[PATCH] ath10k: fix system hang at qca99x0 probe on x86 platform

Michal Kazior michal.kazior at tieto.com
Tue Jul 19 22:36:02 PDT 2016

On 19 July 2016 at 17:25, Manoharan, Rajkumar <rmanohar at qti.qualcomm.com> wrote:
> On June 30, 2016 12:39 PM, Michal Kazior <michal.kazior at tieto.com> wrote:
>> On 29 June 2016 at 18:35, Manoharan, Rajkumar <rmanohar at qti.qualcomm.com> wrote:
>>>>> Am 29.06.2016 um 16:04 schrieb Sebastian Gottschall:
>>>>> this fix will crash QCA9980 on QCA IPQ8064 cpu based systems.
>>>>> so please rework it, or leave it out.
>>>>> note:
>>>>> maybe the limit of 256kb is too low for that card
>>>> by the way. 512 works
>> I think this suggests the problem isn't about memory chunk size limit
>> per se but some kind of bug in address/offset logic in fw or hw.
>> DMA coherent and single-map addresses use completely different ranges
>> in many cases. Perhaps some MSBs are not properly handled in fw or hw.
>> I recall there is a magic macro through which target device accesses
>> host memory so maybe that's a good place to look to better understand
>> the problem?
> Michał,
> Could you please shed some light on this issue? It seems this issue is popping up
> more frequently and there are multiple threads for this issue.
> "Anyone brought up 9984 NIC on x86-64?"
> "AR9882 IOMMU faults"

I think IOMMU faults were solved by using DMA_BIDIRECTIONAL, no?

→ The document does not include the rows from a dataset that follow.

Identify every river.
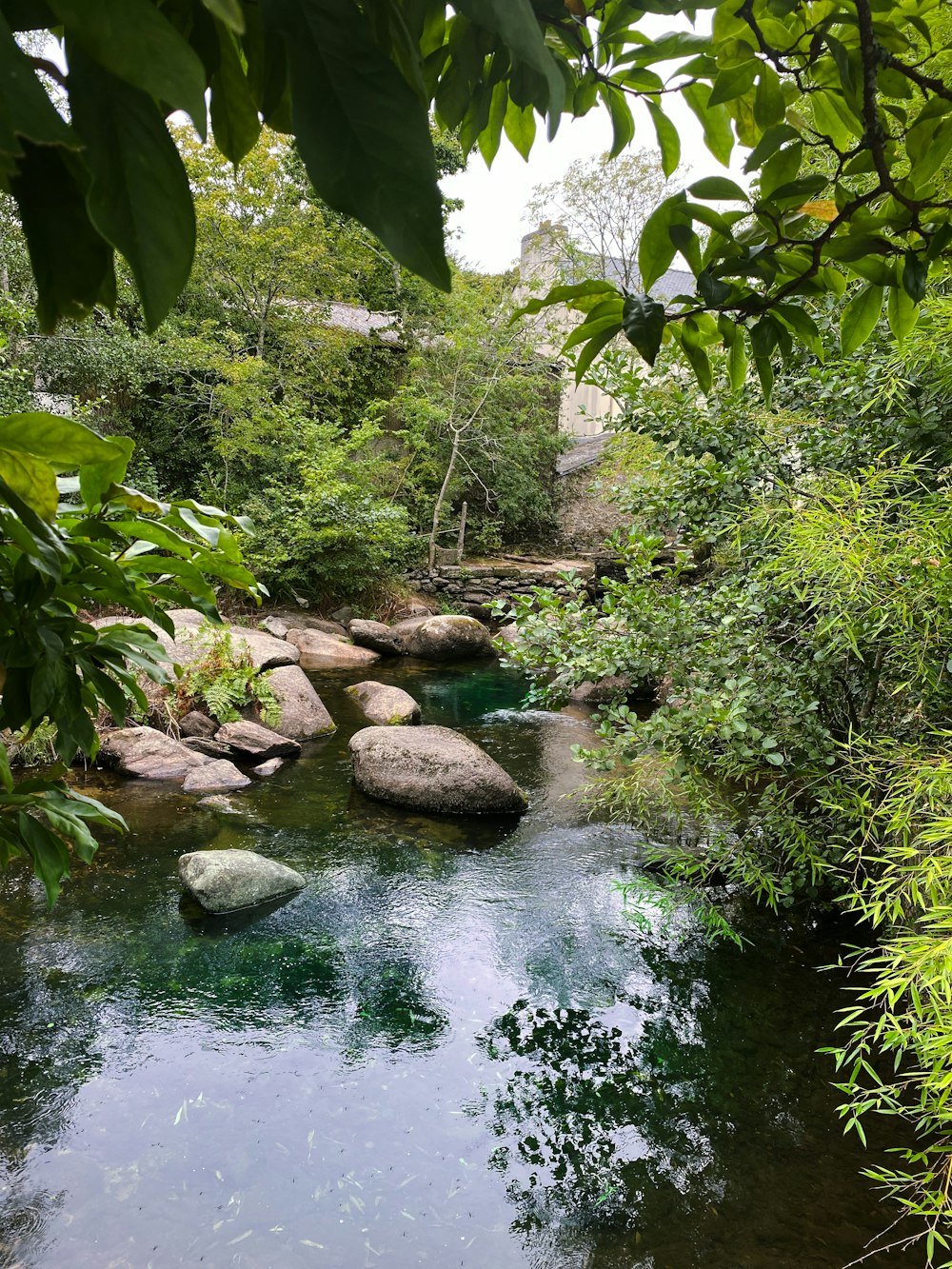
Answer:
[0,663,924,1269]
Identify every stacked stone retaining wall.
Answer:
[407,560,595,617]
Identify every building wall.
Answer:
[517,221,620,437]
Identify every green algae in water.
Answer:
[0,664,919,1269]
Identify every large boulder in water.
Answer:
[350,617,404,656]
[288,631,380,670]
[404,617,496,661]
[268,664,336,740]
[350,727,528,815]
[179,850,306,912]
[99,727,208,781]
[214,718,301,763]
[347,679,420,727]
[182,758,251,793]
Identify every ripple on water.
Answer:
[0,663,918,1269]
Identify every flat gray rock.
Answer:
[350,727,528,815]
[179,850,306,912]
[404,617,496,661]
[267,664,336,740]
[347,679,420,727]
[258,617,288,638]
[179,709,218,740]
[182,758,251,793]
[182,736,231,762]
[251,758,285,779]
[288,629,380,670]
[350,617,404,656]
[99,727,208,781]
[214,720,301,763]
[228,625,300,671]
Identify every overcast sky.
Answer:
[443,18,749,273]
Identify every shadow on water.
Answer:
[0,664,921,1269]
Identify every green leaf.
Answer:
[886,287,919,344]
[0,448,60,523]
[509,278,618,325]
[682,83,734,168]
[0,16,74,163]
[707,57,761,106]
[646,98,681,176]
[902,251,929,304]
[49,0,206,140]
[688,176,747,203]
[10,141,115,332]
[264,0,451,290]
[575,323,621,384]
[622,296,667,366]
[503,100,536,163]
[202,0,245,32]
[210,23,262,165]
[80,437,136,507]
[681,339,713,396]
[754,357,773,410]
[0,411,122,472]
[727,327,747,392]
[66,43,195,330]
[839,283,883,357]
[754,62,787,129]
[601,84,635,159]
[16,811,69,907]
[639,194,684,290]
[454,0,565,137]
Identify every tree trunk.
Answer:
[429,430,460,572]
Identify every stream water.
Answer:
[0,664,922,1269]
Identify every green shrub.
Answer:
[175,624,281,727]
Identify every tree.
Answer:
[174,127,338,358]
[0,0,952,943]
[526,149,671,290]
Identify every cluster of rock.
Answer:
[99,610,528,914]
[99,710,302,793]
[407,560,595,617]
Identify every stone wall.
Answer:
[407,560,594,617]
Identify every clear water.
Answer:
[0,664,922,1269]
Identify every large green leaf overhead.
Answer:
[264,0,449,288]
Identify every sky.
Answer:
[443,19,749,273]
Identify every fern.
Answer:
[175,624,281,727]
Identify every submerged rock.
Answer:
[214,720,301,763]
[179,850,306,912]
[350,618,404,656]
[404,617,495,661]
[288,631,380,670]
[99,727,208,781]
[347,679,420,727]
[258,616,288,638]
[179,709,218,740]
[182,736,231,760]
[350,727,528,815]
[268,664,336,740]
[182,758,251,793]
[251,758,285,779]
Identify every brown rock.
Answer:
[267,664,335,740]
[99,727,208,781]
[347,679,420,727]
[179,709,218,740]
[288,629,380,670]
[350,727,528,815]
[214,720,301,763]
[182,758,251,793]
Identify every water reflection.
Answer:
[0,666,917,1269]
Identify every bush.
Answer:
[175,624,281,727]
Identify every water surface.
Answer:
[0,664,922,1269]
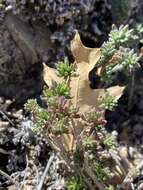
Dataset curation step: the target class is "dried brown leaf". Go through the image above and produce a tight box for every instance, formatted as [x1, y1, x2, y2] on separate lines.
[43, 63, 63, 88]
[70, 33, 124, 113]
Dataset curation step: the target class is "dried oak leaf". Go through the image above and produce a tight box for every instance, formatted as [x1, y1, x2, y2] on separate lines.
[44, 33, 124, 113]
[70, 33, 124, 113]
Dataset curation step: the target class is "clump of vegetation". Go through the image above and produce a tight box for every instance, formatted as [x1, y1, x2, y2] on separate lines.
[97, 25, 141, 83]
[25, 26, 141, 190]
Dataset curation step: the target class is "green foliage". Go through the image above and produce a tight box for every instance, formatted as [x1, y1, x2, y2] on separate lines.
[103, 136, 116, 150]
[94, 162, 110, 181]
[43, 83, 70, 99]
[66, 176, 85, 190]
[82, 137, 96, 148]
[101, 95, 118, 111]
[111, 0, 130, 23]
[105, 185, 114, 190]
[52, 117, 68, 134]
[57, 59, 74, 79]
[97, 25, 142, 83]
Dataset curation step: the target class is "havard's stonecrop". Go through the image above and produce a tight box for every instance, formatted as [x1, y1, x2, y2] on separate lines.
[25, 26, 142, 190]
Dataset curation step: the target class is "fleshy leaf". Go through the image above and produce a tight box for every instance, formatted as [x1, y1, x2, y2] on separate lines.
[70, 33, 124, 113]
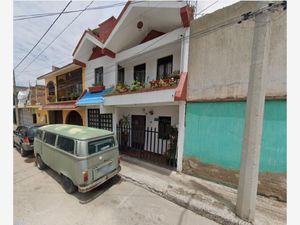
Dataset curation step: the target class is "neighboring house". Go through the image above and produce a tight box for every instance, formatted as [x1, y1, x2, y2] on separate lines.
[14, 85, 45, 125]
[37, 63, 86, 125]
[73, 1, 192, 170]
[183, 2, 287, 201]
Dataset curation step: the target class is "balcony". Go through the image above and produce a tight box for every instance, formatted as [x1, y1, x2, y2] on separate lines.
[104, 75, 185, 106]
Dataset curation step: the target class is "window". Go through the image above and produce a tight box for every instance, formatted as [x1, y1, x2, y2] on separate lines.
[99, 113, 112, 131]
[56, 68, 82, 101]
[57, 136, 74, 154]
[27, 127, 38, 137]
[158, 116, 171, 139]
[47, 81, 55, 96]
[133, 63, 146, 84]
[35, 130, 43, 140]
[95, 66, 103, 85]
[118, 66, 125, 84]
[44, 132, 56, 146]
[157, 55, 173, 80]
[88, 137, 115, 155]
[88, 109, 100, 128]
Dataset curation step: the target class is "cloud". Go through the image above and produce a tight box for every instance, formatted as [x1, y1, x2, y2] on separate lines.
[13, 1, 125, 86]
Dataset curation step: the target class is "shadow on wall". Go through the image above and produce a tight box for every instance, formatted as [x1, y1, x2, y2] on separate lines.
[183, 157, 287, 202]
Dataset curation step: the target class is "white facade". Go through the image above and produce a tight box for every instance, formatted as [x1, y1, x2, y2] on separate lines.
[85, 56, 116, 88]
[74, 1, 189, 171]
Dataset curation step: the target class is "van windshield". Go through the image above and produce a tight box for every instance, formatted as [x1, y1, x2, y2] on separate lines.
[27, 127, 39, 138]
[88, 137, 115, 155]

Anyway, FWIW there's this concept in firmware called dma_local_bits
and A_DMA_ADDR()/A_CPU_ADDR(). Not sure if it's relevant but may be
worth checking out in detail.

>> I recall Ben mentioned he worked around the problem by enabling
>> IOMMU/VT-d on his system. This could either prevent the device from
>> doing bad things or maybe changed DMA address ranges that are handed
>> out to the driver effectively or changed PCI controller behavior in
>> some way.
>>> Thanks a lot Sebastian. Let me confirm the same on x86 and will update the change.
>> Just changing the memory chunk size limit blindly is bad and
>> Sebastian's crash has proven it. 512 may seem to work now but it may
>> fail with a other 10.4 firmware revisions or make x86 hang in other
>> cases.
> Even with current logic, If the memory chunk allocation fails for bigger size, then it tries
> to allocate smaller chunks. So If smaller chunks causes unexpected behaviour, it is even
> applicable to existing logic. no?

We still don't know *why* using non-coherent memory causes problems.
Changing chunk size limit seems to alter the behavior in some
unpredictable ways, yes, but it's really hard to tell if the "try
smaller chunk sizes" *itself* introduces any problems.